Fourthly, publishers might wish to consider the balance of representation of the human actors involved in the governance structure if diversity and bibliodiversity is their goal. A more diverse set of actors may lead to less simple consensus, at which point procedures for conflict resolution will be needed. We recommend that publishers regularly consult their governance documents to check for alignment between procedures, aims, and values, and to recognise areas for improvement.
Finally, if transparency is an aim, publishers should seek to keep their websites updated with clear guides to their governance structures and procedures. Though all the publishers made a certain amount of information available on their website, the clarity and depth could be improved, particularly with regard to the interaction of different elements of the governance structure.

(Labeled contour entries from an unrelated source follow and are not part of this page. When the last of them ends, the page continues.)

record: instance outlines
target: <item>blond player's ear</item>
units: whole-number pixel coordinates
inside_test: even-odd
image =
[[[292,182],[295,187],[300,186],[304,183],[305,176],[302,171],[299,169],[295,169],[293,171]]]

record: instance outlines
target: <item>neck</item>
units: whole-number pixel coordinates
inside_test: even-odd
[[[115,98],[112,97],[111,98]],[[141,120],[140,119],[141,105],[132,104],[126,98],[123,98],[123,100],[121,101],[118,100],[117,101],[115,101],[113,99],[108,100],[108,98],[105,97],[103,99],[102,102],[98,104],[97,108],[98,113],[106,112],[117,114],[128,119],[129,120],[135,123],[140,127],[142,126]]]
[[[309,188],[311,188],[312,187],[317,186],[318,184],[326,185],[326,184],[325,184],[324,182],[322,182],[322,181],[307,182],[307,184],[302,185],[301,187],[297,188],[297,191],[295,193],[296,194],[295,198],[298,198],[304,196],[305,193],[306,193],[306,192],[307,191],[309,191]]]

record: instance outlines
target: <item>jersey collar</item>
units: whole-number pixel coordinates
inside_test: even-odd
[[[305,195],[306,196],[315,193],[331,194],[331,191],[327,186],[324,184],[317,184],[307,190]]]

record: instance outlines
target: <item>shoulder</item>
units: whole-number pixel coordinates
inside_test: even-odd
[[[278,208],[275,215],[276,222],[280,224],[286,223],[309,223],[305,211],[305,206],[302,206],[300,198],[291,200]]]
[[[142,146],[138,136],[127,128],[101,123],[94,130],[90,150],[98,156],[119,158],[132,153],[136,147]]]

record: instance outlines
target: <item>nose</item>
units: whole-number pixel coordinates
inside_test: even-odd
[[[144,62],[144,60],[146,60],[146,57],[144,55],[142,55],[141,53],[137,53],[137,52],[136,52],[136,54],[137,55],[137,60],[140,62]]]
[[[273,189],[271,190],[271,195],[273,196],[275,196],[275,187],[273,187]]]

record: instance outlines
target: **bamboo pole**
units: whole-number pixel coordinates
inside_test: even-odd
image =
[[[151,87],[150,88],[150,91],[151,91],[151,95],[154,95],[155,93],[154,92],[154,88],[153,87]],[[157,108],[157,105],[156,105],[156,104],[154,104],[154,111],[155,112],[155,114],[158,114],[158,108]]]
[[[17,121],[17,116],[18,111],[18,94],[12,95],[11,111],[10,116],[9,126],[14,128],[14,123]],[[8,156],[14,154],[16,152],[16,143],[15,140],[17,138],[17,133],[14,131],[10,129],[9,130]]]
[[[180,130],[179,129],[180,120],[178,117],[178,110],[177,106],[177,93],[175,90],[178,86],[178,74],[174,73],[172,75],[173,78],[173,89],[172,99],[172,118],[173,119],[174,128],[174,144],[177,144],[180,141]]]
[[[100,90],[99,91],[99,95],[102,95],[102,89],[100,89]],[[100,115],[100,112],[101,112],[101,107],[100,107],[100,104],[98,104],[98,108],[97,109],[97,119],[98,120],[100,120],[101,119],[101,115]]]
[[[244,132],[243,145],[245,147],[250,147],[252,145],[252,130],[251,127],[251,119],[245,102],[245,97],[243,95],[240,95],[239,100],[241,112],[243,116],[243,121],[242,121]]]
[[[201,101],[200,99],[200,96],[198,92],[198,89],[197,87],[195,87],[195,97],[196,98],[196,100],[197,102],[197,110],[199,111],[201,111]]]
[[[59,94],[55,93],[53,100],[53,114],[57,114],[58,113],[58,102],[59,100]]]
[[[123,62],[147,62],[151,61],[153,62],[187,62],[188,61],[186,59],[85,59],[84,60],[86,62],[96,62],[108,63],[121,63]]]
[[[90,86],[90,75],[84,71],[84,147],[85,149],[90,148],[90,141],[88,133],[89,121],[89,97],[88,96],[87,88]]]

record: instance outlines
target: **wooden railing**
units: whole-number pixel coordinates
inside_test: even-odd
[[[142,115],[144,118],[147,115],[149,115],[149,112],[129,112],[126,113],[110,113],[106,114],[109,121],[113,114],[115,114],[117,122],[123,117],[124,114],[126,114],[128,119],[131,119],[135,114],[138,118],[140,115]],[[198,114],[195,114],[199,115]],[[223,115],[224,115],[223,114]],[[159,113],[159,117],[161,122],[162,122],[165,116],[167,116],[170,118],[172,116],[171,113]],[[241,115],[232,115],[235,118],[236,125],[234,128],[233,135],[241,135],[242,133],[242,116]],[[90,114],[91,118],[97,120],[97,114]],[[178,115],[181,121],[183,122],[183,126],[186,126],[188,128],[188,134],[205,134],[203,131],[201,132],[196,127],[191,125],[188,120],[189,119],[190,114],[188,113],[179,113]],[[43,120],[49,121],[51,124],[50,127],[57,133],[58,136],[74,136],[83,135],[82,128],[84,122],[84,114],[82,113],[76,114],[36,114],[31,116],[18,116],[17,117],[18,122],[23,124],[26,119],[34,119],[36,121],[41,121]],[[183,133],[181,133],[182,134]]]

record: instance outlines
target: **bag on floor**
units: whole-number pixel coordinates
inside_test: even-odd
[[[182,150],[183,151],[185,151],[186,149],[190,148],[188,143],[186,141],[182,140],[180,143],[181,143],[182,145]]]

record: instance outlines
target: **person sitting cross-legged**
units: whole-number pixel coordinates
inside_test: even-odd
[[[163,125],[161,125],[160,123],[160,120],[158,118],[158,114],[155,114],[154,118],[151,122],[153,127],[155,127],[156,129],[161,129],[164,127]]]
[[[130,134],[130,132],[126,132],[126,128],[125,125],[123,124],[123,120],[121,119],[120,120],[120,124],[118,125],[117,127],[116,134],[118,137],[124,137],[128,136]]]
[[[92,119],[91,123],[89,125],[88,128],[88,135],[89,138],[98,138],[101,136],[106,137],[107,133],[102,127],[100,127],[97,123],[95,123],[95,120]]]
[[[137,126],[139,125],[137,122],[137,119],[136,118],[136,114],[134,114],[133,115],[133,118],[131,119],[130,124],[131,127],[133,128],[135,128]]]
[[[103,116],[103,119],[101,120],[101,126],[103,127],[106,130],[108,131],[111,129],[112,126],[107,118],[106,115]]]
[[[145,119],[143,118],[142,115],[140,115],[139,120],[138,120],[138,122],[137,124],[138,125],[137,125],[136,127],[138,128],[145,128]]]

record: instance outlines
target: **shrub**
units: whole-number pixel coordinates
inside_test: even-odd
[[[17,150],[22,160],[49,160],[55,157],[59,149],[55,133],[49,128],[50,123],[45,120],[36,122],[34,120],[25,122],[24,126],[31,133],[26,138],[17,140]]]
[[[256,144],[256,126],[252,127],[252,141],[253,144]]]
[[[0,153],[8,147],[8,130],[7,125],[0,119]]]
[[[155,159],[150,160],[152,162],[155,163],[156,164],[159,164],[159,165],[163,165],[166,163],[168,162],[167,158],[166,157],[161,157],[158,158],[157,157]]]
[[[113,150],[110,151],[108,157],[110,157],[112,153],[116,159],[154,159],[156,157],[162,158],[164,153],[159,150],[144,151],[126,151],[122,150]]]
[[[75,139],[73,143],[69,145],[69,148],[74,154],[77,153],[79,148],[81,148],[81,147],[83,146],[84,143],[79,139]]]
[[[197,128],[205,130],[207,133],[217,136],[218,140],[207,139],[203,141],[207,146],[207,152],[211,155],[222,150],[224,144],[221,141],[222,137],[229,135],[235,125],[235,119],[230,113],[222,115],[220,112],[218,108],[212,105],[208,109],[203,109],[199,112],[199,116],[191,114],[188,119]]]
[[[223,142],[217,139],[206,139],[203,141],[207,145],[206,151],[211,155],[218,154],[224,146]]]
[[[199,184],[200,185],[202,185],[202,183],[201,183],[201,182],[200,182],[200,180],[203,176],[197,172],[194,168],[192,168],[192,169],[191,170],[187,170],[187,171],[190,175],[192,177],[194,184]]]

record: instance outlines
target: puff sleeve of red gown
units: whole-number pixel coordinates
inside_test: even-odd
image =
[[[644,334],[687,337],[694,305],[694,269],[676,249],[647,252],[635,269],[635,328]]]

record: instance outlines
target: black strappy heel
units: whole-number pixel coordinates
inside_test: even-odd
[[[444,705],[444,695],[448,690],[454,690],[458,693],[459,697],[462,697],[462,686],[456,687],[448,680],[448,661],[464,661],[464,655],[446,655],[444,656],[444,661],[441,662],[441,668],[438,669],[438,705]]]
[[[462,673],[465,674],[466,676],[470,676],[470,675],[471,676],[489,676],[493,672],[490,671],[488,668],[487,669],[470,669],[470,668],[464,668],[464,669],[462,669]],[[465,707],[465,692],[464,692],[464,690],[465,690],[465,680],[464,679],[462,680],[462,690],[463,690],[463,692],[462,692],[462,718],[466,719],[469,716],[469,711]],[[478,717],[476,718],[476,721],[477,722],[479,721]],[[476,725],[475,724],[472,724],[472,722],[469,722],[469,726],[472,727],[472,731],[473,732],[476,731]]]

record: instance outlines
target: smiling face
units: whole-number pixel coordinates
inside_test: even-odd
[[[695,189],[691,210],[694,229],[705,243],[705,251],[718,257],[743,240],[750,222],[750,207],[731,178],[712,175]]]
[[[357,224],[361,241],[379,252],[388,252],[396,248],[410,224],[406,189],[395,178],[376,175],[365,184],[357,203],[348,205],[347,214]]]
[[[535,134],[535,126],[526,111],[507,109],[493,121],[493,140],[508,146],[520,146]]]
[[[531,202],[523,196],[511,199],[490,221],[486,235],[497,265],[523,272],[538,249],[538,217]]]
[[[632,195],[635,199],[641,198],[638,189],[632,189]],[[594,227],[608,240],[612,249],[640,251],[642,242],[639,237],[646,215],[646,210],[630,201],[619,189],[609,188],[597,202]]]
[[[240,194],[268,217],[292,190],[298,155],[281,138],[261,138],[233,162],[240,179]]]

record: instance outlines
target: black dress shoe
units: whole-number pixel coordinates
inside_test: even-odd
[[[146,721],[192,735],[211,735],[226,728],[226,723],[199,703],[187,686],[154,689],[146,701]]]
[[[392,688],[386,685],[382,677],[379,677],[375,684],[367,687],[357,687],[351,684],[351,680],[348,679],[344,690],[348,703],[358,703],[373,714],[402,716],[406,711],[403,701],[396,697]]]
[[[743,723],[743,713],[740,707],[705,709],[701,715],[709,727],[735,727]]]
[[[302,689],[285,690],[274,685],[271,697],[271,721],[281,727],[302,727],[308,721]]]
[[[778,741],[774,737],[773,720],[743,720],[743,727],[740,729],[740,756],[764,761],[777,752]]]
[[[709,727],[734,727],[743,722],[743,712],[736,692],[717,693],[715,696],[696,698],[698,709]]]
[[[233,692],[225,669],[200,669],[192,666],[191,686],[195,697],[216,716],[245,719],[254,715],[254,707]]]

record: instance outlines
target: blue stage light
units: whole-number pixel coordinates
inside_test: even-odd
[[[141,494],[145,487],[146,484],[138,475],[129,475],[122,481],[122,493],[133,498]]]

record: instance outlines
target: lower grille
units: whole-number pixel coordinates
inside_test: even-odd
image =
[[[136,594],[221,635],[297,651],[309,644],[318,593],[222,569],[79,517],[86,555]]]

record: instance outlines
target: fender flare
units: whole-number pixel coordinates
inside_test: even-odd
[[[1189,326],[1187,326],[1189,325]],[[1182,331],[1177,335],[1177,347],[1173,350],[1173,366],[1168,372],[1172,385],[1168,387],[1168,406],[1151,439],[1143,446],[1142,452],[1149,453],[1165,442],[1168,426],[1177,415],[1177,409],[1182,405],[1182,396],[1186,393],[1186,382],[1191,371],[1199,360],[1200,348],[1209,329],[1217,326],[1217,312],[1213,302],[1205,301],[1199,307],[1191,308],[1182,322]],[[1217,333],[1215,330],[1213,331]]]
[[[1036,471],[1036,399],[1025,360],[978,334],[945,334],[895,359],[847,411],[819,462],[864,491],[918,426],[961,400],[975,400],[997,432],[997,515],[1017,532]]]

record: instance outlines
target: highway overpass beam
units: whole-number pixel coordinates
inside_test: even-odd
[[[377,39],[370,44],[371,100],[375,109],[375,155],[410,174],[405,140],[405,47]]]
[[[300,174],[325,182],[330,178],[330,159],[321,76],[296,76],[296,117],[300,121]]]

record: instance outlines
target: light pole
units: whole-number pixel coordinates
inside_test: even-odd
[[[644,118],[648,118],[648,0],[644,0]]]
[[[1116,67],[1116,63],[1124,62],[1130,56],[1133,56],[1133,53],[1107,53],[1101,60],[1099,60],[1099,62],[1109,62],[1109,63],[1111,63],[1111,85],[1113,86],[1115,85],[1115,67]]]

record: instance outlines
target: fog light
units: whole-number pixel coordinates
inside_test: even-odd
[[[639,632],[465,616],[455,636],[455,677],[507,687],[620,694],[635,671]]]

The primary barriers to all of the above are likely to be time and labour. In addition to the resources provided in this report, it will be be one of the aims of the Open Book Futures project, which is COPIM’s successor, to assist publishers in moving towards these goals, whether through the creation of guides, knowledge sharing, or the input and assistance of more experienced publisher members. In line with our aims and values as a collective, we hope that our communal, mutually supportive, and anti-competitive approach to Open Access publication will assist small to medium Open Access publishers in creating and maintaining better governance structures for an equitable and diverse future.